Image from the Poland Apple Store.

Portugese Keyboard (MC184PO/B)


Image from the Portugal Apple Store.

Romanian Keyboard (MC184RO/B)


Image re-created from user photos of the 2006 and 2009 MacBook Pro with Romanian Keyboard.

Russian Keyboard (MC184RS/B)


Image from the Poland Apple Store.

Slovak Keyboard (MC184SL/B)


Image composited from reseller images of the 2009 MacBook with Slovakian keyboard.

Spanish Keyboard (MC184Y/B)


Image from the Spain Apple Store. Mis-labeled on Apple’s other sites where they display the English (US) keyboard.

Swedish Keyboard (MC184S/B)


Image from the Sweden Apple Store. A version of this keyboard may also be marketed as MC184K/B for Finland.

Swiss Keyboard (MC184SM/B)


Image composited from Apple’s image for the Swiss Wired Keyboard.
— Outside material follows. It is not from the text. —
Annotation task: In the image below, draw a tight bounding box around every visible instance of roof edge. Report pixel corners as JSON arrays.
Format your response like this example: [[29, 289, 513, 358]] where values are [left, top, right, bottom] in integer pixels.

Mis-labeled on Apple’s sites, which displays the German keyboard.

Taiwanese Keyboard (MC184TA/B)


Image from the Taiwan Apple Store. A version of this keyboard may also be marketed as the MC184CH/B for China.

Thai Keyboard (MC184TH/B)


Image from the Thailand Apple Store.

Turkey Keyboard (MC184TU/B)


Image re-created from reseller photos of the 2009 MacBook with Turkey Keyboard.

Turkey Q Keyboard (MC184TQ/B)


Image composited from reseller photos of the 2009 MacBook with Turkey Q Keyboard.